Publish dateWednesday 24 April 2024 - 09:49
Story Code : 289277
The plan to deport immigrants to Rwanda was approved by the British Parliament
The British Parliament approved the plan to deport immigrants from this country to Rwanda despite widespread protests by human rights organizations.
Afghan Voice Agency (AVA) - International Service: The British Parliament has approved a very controversial bill aimed at deporting immigrants to Rwanda, and this is for immigrants who have entered the UK illegally, regardless of the point of entry.

This project, which was announced two years ago by the British Prime Minister Rishi Sunak's conservative government and presented as a landmark measure in his policy to fight illegal immigration, aims to transfer asylum seekers to Rwanda.

According to Lacroix, the text that was discussed in the British Parliament on Monday, April 22, was in line with the answer to the Supreme Court, which had assessed this text as illegal last November.

This plan defines Rwanda as a safe third country. However, if Rwanda presents itself as one of the most stable countries on the African continent, its president, Paul Kagame, is accused of ruling in an atmosphere of fear, suppression of opposition and freedom of expression.

Britain's House of Lords, where the Conservatives do not have a majority, delayed final approval of the text by constantly sending it to the House of Commons with amendments that were systematically rejected by MPs. A maneuver known as "parliamentary ping pong".

The British legislators wanted Rwanda not to be considered a safe country until an independent monitoring body ensured that Rwanda was safe. They also wanted British agents, allies and employees abroad, including Afghans fighting alongside the British armed forces, to be exempted from deportation to Rwanda.

On Monday, Rishi Sunak assured that his government is ready to deport asylum seekers to Rwanda within 10 to 12 weeks after the law is passed.

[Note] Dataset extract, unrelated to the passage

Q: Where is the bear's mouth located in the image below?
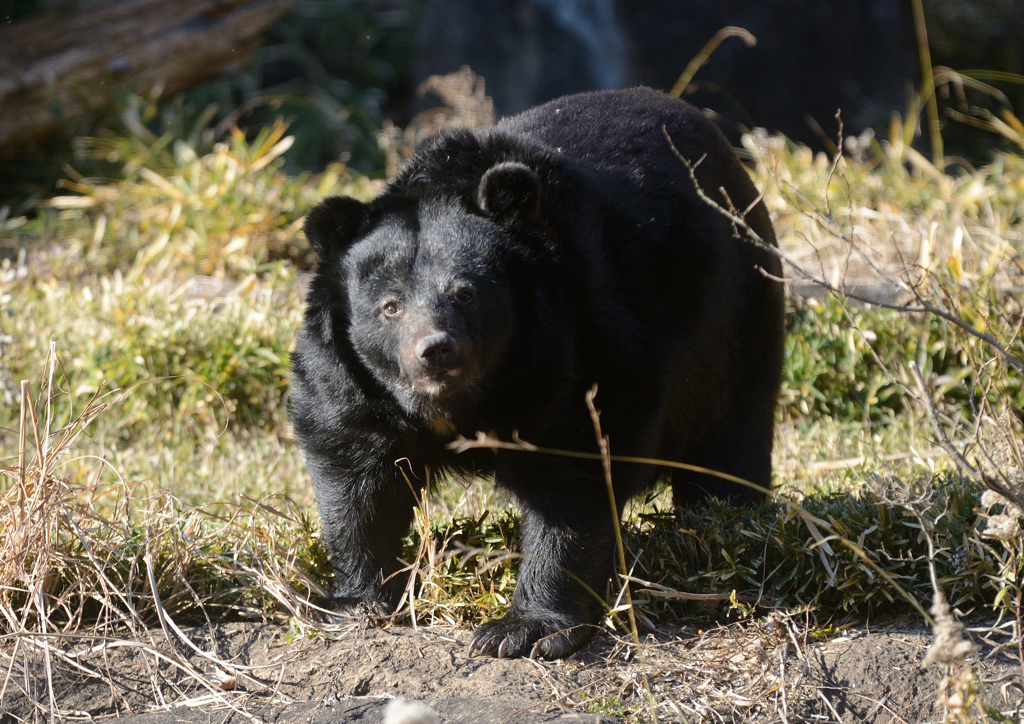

The government's bill has been heavily criticized by the Labor Party, migrant aid groups, the head of the Church of England and even the UN High Commissioner for Human Rights, Volker Turk. The UN special rapporteurs on human trafficking, migrant rights and torture have warned that airlines and authorities facilitating the flights in question may be complicit in human rights abuses.

After reaching a record in 2022 (45,000) and then declining in 2023 (nearly 30,000), the number of people illegally crossing the English Channel by boat has increased by more than 20 percent since the beginning of the year compared to last year.